Ils épient les aguicheuses secrètes qui se regardent devant leurs miroirs. Ils sont fascinés. Qui sont-ils ? Ce sont d’abord des peintres. Ce sont très souvent des hommes, mais aussi des femmes. Ce sont vous et moi, le roi David qui entrevoit Bethsabée, les deux vieillards de Babylone qui désirent Suzanne, Actéon qui perçoit Diane au bain… Et aujourd’hui, romancier, historien de l’art, Pascal Bonafoux crée sa propre galerie personnelle ; il imagine un musée de nudités, de femmes différentes qui se déshabillent en catimini, en tapinois. Bien des peintres, bien des historiens de l’art seraient des voyeurs absolus. Il s’agit toujours de la féminité, de la peinture, du désir, de l’attirance, de l’envoûtement. Les baigneuses sont des magiciennes.
Le beau livre de Pascal Bonafoux semble, peut-être, proche du catalogue de Leporello qui dresse les conquêtes de Don Giovanni. Tu écoutes alors l’opéra de Mozart, Don Giovanni (acte I, scène 7). Leporello chante : « Vous voyez, des villageoises, / Des soubrettes, des bourgeoises, / Des comtesses, des duchesses, / Des marquises, des princesses, / Et des femmes de tout âge, / De tout rang ! / Chez les blondes, il a coutume / De goûter surtout leur douceur calme ; / Chez les brunes, c’est leur fougue ; / Mais chez toutes il aime la femme ! / Pour l’hiver, la grassouillette ; / Pour l’été, la maigrelette ! / Si la grande est plus noble, / La petite est plus gracieuse. »
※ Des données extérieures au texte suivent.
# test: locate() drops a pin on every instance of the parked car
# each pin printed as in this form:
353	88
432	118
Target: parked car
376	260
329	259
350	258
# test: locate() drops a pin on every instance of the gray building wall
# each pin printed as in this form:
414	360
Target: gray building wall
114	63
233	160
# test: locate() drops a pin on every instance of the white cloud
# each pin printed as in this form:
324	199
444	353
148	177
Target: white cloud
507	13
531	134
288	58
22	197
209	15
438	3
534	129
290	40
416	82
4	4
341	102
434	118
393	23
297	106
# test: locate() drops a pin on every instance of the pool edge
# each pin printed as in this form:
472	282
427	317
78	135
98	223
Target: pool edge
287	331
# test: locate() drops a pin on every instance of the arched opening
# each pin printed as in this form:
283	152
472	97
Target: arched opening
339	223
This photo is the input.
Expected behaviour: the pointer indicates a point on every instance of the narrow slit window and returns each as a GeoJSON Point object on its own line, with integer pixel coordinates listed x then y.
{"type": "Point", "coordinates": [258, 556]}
Selon Pascal Bonafoux, bien des peintres cherchent à percevoir les gestes incompris d’une femme, un lieu clos, des postures esquissées. La femme hésite, puis elle cède. Elle sait ; elle ne sait pas ; puis elle se décide. Elle est changeante, capricieuse, indécise, flottante.
Vous lisez Mon coeur mis à nu de Baudelaire. A propos des attitudes irrésolues d’une femme, il énumère les « airs charmants et qui font la beauté ». Ce sont « L’air blasé. L’air ennuyé. L’air évaporé. L’air impudent. L’air froid. L’air de regarder en dedans. L’air de domination. L’air de volonté. L’air méchant. L’air malade. L’air chat, enfantillage, nonchalance et malice mêlés ».
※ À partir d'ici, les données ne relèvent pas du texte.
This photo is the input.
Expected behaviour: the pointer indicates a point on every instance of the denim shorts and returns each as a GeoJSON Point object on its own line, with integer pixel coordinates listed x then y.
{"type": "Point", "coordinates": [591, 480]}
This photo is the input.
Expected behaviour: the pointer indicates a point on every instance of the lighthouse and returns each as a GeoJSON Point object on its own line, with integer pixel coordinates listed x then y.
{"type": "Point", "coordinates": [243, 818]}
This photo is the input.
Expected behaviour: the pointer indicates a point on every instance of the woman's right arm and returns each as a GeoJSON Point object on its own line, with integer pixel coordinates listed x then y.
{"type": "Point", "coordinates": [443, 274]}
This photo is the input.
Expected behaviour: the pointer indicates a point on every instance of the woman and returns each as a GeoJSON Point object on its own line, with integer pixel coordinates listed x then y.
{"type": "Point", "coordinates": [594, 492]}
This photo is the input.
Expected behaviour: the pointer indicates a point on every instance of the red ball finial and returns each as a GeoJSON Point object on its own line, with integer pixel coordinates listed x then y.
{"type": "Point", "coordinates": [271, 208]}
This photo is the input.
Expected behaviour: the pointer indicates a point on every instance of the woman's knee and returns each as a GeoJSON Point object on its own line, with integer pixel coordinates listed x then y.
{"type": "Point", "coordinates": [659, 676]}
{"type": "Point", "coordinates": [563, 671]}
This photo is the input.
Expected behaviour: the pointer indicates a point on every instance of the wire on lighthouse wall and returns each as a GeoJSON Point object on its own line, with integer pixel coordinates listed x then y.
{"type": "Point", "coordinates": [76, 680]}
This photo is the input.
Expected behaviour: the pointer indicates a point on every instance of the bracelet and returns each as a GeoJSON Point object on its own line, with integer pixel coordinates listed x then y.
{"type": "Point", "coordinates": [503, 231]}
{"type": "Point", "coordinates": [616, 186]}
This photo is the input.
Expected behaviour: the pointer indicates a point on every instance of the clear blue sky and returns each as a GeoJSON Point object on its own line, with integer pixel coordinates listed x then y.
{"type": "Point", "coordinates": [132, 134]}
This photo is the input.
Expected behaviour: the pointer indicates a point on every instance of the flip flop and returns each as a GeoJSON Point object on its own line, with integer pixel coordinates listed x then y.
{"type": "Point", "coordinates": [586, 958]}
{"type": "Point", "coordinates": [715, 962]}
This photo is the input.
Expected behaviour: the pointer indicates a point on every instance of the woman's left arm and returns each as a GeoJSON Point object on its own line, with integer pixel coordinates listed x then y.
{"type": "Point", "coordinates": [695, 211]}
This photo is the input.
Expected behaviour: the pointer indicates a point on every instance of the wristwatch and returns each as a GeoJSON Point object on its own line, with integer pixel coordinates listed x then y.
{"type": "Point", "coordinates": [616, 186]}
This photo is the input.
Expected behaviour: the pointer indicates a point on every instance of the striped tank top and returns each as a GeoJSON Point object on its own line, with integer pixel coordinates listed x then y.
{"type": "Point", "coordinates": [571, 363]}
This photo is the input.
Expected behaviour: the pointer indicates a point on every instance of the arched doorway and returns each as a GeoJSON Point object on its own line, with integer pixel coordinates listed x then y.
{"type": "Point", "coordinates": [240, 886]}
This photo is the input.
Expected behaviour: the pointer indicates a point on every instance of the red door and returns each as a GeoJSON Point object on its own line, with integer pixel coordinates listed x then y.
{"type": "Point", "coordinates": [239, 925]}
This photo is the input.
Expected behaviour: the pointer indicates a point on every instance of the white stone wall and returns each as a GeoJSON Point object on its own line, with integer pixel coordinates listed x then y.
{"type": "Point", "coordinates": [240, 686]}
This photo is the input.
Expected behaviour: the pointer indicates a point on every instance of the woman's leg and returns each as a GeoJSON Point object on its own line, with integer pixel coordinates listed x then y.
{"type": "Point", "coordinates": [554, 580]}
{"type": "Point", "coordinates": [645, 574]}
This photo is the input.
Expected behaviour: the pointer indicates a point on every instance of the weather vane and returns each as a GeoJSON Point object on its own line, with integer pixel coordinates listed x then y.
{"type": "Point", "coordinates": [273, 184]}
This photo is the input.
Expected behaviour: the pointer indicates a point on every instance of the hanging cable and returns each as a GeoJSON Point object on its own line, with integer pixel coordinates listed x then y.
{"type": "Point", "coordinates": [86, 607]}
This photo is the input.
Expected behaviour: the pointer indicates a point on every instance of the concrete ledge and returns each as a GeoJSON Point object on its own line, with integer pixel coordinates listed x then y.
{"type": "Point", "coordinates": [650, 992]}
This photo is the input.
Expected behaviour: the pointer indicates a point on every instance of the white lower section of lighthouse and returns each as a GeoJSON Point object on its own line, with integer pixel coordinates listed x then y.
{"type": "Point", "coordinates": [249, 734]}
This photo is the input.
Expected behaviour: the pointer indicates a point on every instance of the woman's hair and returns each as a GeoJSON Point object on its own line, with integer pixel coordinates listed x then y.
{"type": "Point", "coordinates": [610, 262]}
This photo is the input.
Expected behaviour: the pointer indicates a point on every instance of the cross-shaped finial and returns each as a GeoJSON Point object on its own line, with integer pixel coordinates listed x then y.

Les peintres voudraient connaître les rites des femmes, leurs caprices, leurs attentes, leurs aveux, leurs réticences, leurs mensonges, leurs ruses, leur fourberie, leurs déceptions, leurs jouissances, leurs feintes. Ce sont, peut-être, des êtres de fuite. Certains peintres ne veulent pas entrer dans leurs chambres ; ils devinent une puissance sourde et une luminosité floue de certaines femmes ambiguës. Et Edgar Degas confie, un jour, à un jeune peintre : « Je veux regarder par le trou de la serrure ».
Pascal Bonafoux cite quelques phrases de Zola (Nana, 1880). Tu découvres « un fond d’alcôve, comme une étroite chambre de bain, avec la part de cuvette et des éponges, le violent parfum des essences » ; tu assistes « aux détails intimes d’une toilette de femme, dans la débandade des pots et des cuvettes, au milieu de cette odeur si fort et si douce ».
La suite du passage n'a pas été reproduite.